I suppose the best way to endear The Limousine to anyone who wanders onto this page is the story in which I wrote it. Generally my stories are ones that bounce around in my head for a long time until I figured out a way to execute it. Sometimes it takes years. Sometimes it takes a few months. The Limousine was different.

I was watching a slasher flick with a friend, See No Evil 2, Starring WWE’s Kane, now Mayor of Knox County, Tennessee (it’s a fun, stupid B movie). And for some reason during the film, I kept thinking about how great of an idea of a movie that was about people held hostage the back of a limousine by someone like Jigsaw. And I imagined the limousine being full of like buzzsaws and various traps and other ridiculous, funny stuff. I figured it would be easy. But as happens with ideas, the kernel idea evolved into something I didn’t see coming. It was only a few days later I literally set pen to paper.

I wrote the entire first draft of The Limousine by hand. It took me 23 days. I estimate that first draft to be about 50,000 words. I’m what they call a "pantser" meaning I don’t plot or do any real planning before I write. I had no idea who was going to be in this limousine or why, or who the driver was or what his motivations were. I found myself fascinated by these characters who could be contemptuous in one part and sympathetic in the next. I found myself feeling bad for characters I thought were horrible people and discovered evil hidden in others. When I finished that first draft, I read it the next day. Instead of taking a break as I normally do between drafts and work on something else, I immediately rewrote the book on the laptop.
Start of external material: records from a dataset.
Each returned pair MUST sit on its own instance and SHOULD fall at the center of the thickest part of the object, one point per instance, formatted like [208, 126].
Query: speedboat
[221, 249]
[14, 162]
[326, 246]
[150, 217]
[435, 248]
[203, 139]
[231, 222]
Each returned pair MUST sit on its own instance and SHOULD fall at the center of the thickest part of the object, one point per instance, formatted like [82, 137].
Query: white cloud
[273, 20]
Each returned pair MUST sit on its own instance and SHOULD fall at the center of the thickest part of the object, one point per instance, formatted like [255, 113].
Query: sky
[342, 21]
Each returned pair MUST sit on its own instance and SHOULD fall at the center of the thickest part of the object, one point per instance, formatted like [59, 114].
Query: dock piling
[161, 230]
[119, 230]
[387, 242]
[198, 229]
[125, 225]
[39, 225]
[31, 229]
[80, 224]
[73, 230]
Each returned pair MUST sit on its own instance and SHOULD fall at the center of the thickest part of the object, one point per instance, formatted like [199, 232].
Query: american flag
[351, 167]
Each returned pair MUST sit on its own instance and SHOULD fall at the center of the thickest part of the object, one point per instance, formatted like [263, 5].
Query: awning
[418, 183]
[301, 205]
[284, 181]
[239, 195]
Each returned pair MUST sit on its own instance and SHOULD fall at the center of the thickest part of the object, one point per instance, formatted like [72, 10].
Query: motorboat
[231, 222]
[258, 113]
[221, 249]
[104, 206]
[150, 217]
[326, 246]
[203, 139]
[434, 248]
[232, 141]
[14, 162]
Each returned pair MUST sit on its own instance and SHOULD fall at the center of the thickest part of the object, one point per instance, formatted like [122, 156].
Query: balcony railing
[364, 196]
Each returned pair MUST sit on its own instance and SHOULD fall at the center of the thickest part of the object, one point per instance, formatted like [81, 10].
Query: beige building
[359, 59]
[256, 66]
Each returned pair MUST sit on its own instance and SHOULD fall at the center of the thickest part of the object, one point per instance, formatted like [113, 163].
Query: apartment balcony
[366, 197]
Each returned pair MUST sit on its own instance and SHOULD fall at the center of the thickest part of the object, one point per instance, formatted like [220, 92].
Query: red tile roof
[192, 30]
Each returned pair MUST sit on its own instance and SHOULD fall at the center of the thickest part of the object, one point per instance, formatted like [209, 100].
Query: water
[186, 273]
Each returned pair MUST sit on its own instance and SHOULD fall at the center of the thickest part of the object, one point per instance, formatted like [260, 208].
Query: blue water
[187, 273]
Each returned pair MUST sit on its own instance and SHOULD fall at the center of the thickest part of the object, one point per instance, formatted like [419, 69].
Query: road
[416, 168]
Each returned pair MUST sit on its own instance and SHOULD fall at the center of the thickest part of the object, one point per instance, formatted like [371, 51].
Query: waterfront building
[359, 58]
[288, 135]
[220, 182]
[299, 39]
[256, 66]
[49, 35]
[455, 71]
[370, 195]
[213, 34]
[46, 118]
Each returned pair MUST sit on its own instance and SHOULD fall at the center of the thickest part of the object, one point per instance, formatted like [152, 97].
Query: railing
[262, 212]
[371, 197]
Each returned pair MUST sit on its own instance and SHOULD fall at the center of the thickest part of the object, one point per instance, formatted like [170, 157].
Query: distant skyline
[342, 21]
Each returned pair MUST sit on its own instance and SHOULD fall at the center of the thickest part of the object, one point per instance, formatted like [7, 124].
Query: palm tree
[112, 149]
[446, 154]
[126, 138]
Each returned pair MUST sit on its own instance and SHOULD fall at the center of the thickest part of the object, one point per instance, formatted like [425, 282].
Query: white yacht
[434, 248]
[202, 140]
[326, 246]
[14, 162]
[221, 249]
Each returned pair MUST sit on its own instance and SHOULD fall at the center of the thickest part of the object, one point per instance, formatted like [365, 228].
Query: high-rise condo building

It took me even less time to write the second draft, which came in at about 76,000 words, 20 days in total. The first time around I only got a glimmer of who these characters were, but this time I got a good full-view. I’d created quite an ensemble of onions that get peeled away page by page. They were beautiful and abhorrent, cultured and barbaric, weak and powerful. Of everything I’ve written, this was my favourite cast of characters, and being stuck in the limousine for the majority of the novel forced them to interact with each other without getting any space, which really let their personalities contrast.